3.3    Dr. Z.___, Facharzt für Neurologie, Institut E.___, erstattete sein Gutachten am 31. Mai 2017 (Urk. 9/272) gestützt auf die Akten sowie die Untersuchung des Beschwerdeführers. Er nannte folgende Diagnosen (S. 49 Ziff. 1):

- chronische Kopf- und Gesichtsschmerzen im Anschluss an einen Velounfall am 19. Juni 2008, laut Aktenlage mit Commotio cerebri, einer Gesichtsfraktur Le Fort II, weiteren Mittelgesichtsfrakturen sowie einer Rissquetschwunde supraorbital links

- subjektive Sensibilitätsstörung an Kopf und Gesicht, ohne sicheres organpathologisches Korrelat

- gestörte Schmerz- und Symptomverarbeitung, mit Symptomausweitung und dysfunktionalem Verhalten

- mittelgradige depressive Episode (ICD-10 F32.1)

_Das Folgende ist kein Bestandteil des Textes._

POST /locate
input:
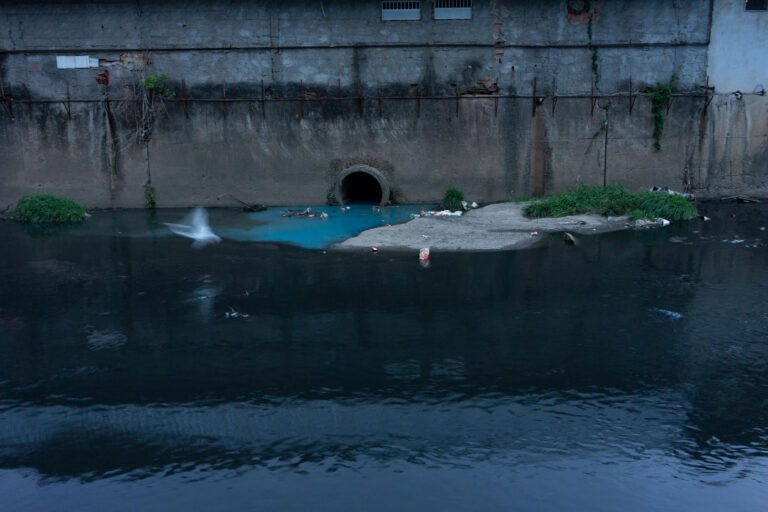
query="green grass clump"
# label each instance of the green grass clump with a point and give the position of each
(45, 208)
(452, 199)
(612, 201)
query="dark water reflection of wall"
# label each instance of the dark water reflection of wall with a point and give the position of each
(116, 354)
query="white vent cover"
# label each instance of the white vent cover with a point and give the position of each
(400, 11)
(453, 9)
(76, 61)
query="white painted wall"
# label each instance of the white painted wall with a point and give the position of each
(738, 51)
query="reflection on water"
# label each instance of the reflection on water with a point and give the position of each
(552, 379)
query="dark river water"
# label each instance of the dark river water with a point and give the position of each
(627, 373)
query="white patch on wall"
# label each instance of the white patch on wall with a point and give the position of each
(76, 62)
(453, 9)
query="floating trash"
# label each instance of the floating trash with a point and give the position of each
(669, 314)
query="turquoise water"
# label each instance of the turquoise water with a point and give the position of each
(316, 233)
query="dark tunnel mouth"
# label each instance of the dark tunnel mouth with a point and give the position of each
(361, 187)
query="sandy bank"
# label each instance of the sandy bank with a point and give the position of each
(493, 227)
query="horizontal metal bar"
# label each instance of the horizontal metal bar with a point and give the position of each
(357, 98)
(533, 46)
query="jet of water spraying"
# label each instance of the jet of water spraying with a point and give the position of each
(195, 226)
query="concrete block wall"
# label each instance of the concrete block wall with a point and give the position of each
(290, 151)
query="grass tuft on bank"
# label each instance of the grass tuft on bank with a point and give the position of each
(452, 200)
(45, 208)
(610, 202)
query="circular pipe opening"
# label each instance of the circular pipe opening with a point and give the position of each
(360, 187)
(362, 184)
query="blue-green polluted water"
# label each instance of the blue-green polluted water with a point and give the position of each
(316, 232)
(629, 372)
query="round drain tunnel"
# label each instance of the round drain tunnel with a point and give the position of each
(360, 187)
(362, 184)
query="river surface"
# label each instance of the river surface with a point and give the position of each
(627, 373)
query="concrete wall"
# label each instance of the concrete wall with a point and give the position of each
(291, 151)
(737, 56)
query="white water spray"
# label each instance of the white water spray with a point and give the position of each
(195, 226)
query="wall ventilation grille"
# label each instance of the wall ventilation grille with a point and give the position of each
(453, 9)
(400, 11)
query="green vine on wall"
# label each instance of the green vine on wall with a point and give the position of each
(595, 68)
(660, 96)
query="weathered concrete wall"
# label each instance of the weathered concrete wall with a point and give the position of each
(291, 151)
(737, 57)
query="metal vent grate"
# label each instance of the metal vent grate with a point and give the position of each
(453, 9)
(402, 11)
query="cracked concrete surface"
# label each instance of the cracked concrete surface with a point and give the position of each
(494, 227)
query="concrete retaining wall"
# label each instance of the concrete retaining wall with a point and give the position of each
(291, 152)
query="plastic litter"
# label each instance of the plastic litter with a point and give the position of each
(441, 213)
(686, 195)
(669, 314)
(740, 199)
(233, 313)
(424, 257)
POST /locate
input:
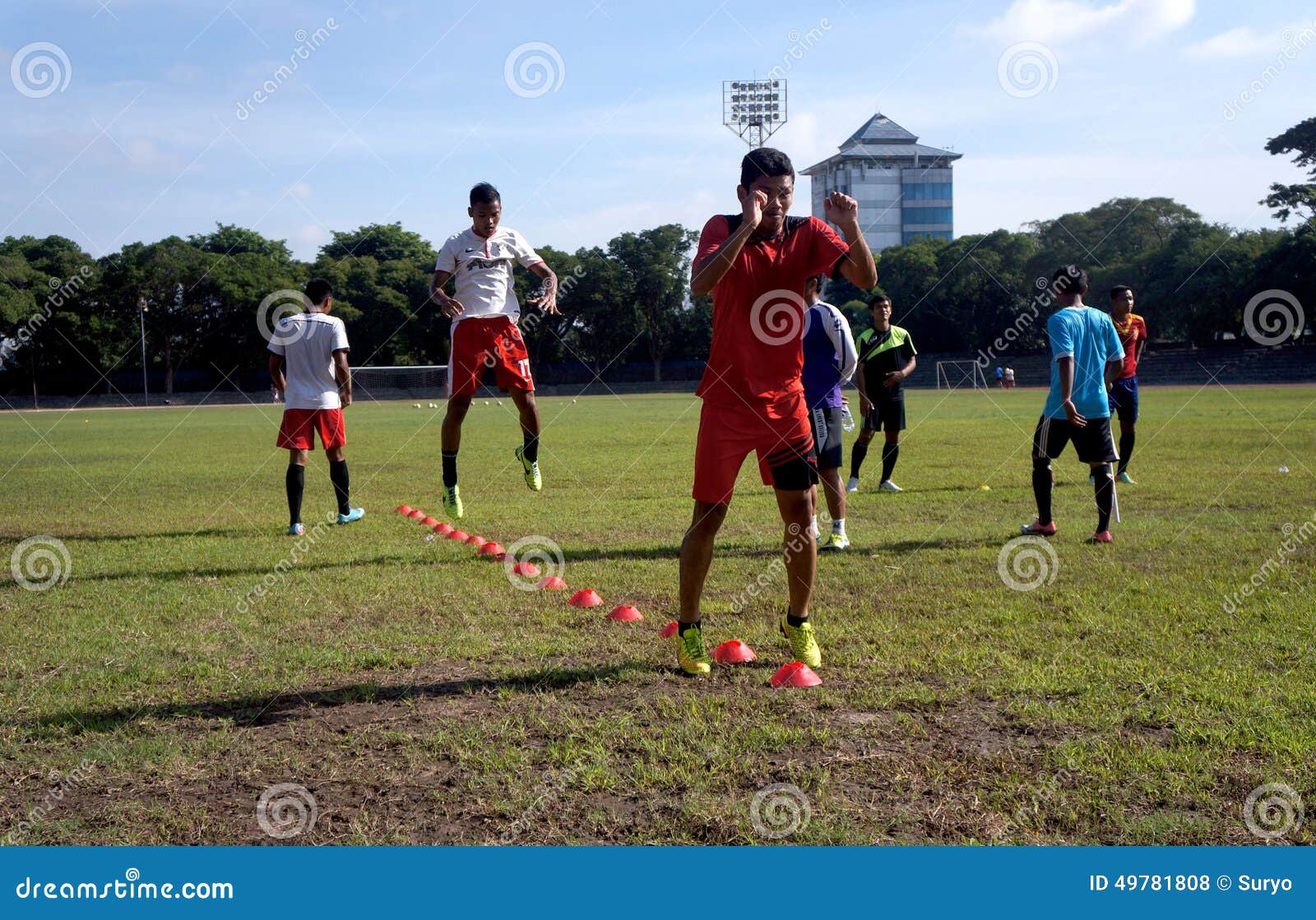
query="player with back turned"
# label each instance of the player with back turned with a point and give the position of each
(756, 265)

- anhaltende Schmerzstörung mit somatischen und psychischen Faktoren (ICD-10 F45.41)

Er führte aus, eine strukturelle Hirnverletzung oder eine Läsion intrakranieller schmerzsensitiver Strukturen sei in der gesamten Versicherungsakte nicht nachgewiesen worden. Das CT des Kopfes vom 19. Juni 2008 sei normal gewesen. Es hätten sich keine intrakraniellen Verletzungsfolgen durch den Unfall gezeigt. Aufgrund anhaltender Beschwerden sei am 4. Juni 2009 ein MRI des Kopfes durchgeführt worden, welches einen unauffälligen Befund gezeigt habe. Zum sicheren Ausschluss traumatischer Läsionen sei am 27. Oktober 2009 ein MRI des Schädels mit T-Sequenzen erfolgt, die keinen Hinweis auf Hämosiderinablagerungen ergeben hätten. Damit habe sich erneut ein normaler intrakranieller Befund ohne Hinweise für ein strukturelles Hirntrauma oder eine traumatische Verletzung intrakranieller schmerzsensitiver Strukturen wie zum Beispiel der Hirngefässe oder der Meningen gezeigt (S. 36).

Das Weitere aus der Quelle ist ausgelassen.